Yin-niang
Yin-niang was born on November 26, 1263, in a farming hamlet near the tidal creeks of the Pearl River Delta in Guangdong, under Southern Song rule. Her family spoke a local Yue Sinitic tongue and kept the household rites of their neighbors: offerings to the kitchen god and door spirits, incense at the family tablets, and visits to a small temple when trouble pressed.
Her father worked the family’s plots with his older sons. Da-ge and Er-ge were already grown men; San-ge and Si-ge were nearly so. Da-jie, a girl of thirteen, stayed close to her mother’s side, grinding grain, carrying water, and minding the smallest tasks that kept the household fed. Another brother, Wu-ge, had been born and lost years earlier, and the memory of that infant never left the women’s talk at births.

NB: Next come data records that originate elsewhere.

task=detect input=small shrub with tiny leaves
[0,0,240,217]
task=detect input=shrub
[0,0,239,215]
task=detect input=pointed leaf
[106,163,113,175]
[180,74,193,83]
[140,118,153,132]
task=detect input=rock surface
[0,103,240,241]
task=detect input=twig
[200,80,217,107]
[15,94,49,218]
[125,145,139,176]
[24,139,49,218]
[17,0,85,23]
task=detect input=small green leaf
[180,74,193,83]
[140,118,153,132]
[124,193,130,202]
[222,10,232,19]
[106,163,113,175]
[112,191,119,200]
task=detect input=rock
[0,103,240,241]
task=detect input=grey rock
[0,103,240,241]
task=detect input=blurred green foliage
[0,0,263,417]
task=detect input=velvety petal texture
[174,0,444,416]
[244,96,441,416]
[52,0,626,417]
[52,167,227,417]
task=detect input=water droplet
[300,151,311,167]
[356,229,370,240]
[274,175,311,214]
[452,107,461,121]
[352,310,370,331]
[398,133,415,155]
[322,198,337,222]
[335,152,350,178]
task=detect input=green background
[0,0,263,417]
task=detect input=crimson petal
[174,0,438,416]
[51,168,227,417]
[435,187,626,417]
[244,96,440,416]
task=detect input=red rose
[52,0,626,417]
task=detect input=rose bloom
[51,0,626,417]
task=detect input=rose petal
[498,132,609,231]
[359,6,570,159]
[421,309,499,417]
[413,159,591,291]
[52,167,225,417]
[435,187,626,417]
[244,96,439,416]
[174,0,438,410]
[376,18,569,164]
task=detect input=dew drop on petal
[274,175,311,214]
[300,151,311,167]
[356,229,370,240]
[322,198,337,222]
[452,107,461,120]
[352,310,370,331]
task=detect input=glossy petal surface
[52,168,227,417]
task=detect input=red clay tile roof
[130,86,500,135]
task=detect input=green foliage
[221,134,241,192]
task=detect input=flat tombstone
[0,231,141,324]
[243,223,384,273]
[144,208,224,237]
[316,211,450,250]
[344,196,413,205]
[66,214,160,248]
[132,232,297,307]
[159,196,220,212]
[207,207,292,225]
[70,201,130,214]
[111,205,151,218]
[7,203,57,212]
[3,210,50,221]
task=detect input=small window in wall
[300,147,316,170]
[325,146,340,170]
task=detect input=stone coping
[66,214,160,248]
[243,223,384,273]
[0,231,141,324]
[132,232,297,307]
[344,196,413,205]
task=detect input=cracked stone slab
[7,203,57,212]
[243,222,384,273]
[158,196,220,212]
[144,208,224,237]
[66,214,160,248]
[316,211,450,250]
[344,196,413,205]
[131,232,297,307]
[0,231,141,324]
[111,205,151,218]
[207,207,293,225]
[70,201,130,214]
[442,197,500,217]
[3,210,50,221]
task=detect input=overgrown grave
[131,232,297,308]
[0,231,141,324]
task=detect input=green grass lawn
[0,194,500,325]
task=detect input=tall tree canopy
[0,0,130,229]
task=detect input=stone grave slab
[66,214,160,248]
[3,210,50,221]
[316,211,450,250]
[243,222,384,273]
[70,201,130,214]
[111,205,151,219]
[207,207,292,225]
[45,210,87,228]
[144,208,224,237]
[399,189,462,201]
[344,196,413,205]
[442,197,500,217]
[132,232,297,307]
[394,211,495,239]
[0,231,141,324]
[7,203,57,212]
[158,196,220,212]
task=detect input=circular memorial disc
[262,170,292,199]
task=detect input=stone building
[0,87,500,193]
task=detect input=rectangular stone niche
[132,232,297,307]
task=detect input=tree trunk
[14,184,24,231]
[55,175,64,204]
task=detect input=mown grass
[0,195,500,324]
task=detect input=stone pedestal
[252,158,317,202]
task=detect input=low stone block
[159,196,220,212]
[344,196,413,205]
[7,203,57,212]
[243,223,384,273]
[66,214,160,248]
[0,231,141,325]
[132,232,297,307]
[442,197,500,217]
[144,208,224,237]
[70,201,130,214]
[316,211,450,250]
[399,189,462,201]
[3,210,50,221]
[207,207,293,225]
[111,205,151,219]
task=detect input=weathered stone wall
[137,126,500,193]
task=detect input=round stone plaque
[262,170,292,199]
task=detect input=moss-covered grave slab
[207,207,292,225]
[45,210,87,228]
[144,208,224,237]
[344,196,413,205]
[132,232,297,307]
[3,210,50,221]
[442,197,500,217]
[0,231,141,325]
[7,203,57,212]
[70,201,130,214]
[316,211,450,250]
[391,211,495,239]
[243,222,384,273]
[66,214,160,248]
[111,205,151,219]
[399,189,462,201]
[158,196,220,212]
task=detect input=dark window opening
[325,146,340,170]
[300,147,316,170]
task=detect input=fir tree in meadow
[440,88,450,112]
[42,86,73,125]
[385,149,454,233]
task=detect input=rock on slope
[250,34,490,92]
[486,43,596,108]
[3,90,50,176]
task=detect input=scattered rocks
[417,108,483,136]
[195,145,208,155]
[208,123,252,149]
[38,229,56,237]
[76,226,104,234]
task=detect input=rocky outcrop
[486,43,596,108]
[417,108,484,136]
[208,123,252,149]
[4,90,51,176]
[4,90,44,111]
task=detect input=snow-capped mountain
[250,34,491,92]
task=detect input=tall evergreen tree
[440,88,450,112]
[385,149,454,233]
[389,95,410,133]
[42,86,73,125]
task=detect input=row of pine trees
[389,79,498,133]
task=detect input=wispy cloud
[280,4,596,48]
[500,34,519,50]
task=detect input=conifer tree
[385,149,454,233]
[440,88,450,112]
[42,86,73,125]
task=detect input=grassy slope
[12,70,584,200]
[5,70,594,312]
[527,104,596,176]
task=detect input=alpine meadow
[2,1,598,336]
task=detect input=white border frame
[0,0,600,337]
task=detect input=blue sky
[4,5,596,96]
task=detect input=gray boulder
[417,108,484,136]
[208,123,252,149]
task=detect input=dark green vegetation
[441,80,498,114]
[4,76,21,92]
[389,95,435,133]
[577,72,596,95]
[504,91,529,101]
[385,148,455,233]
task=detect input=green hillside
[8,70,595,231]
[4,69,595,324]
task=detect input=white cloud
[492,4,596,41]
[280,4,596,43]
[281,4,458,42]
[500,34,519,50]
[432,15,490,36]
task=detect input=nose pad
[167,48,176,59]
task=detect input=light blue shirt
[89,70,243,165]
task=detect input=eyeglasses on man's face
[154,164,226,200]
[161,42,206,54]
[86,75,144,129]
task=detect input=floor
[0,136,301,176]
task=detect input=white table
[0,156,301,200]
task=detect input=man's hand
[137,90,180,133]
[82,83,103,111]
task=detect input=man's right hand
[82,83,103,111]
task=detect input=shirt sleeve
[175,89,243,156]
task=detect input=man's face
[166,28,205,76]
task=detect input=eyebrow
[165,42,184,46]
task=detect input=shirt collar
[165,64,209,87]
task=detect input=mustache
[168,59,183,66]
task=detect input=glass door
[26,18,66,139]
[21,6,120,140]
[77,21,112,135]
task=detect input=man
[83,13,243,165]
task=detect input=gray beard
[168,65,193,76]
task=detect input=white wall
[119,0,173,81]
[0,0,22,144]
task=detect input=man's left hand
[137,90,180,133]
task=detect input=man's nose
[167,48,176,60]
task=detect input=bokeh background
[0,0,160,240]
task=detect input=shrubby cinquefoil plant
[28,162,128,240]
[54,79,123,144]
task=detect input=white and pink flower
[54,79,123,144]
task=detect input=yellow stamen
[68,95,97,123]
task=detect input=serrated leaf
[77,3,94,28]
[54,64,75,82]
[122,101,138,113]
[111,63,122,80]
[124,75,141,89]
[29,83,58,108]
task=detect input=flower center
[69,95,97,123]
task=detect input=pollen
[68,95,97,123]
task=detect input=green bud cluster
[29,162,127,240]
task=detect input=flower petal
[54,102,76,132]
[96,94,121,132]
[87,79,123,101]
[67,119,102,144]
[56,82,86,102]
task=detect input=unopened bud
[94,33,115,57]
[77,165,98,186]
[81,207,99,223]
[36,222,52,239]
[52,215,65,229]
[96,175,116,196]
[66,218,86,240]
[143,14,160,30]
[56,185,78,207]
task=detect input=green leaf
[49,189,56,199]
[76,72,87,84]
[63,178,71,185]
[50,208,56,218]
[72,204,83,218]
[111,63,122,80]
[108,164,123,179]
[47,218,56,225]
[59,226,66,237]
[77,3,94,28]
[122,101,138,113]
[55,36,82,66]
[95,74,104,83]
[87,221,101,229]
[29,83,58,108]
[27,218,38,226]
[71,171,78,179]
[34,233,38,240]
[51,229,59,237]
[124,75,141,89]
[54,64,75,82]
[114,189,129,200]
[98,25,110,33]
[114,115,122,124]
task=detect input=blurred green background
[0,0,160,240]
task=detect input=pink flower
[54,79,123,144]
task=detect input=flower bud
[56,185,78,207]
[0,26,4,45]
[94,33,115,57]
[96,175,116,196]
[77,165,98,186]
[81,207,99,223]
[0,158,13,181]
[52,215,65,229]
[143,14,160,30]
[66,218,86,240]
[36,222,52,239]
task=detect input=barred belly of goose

That late autumn day the mother labored inside the house while the men kept to the yard. An older woman from nearby, Po-po, came to help. The baby arrived small, her cry thin and brief. Da-jie warmed cloth by the brazier and held the child against her mother’s chest while Po-po rubbed her back and pressed a finger to her mouth to clear it.
Yin-niang breathed in shallow pulls. Her eyes opened once, unfocused. She did not take milk. Before nightfall she died.
Her father dug a narrow grave on the edge of the family land. They wrapped her in a plain cloth, set a few grains of rice beside her, and burned a short stick of incense to the earth god before covering the soil.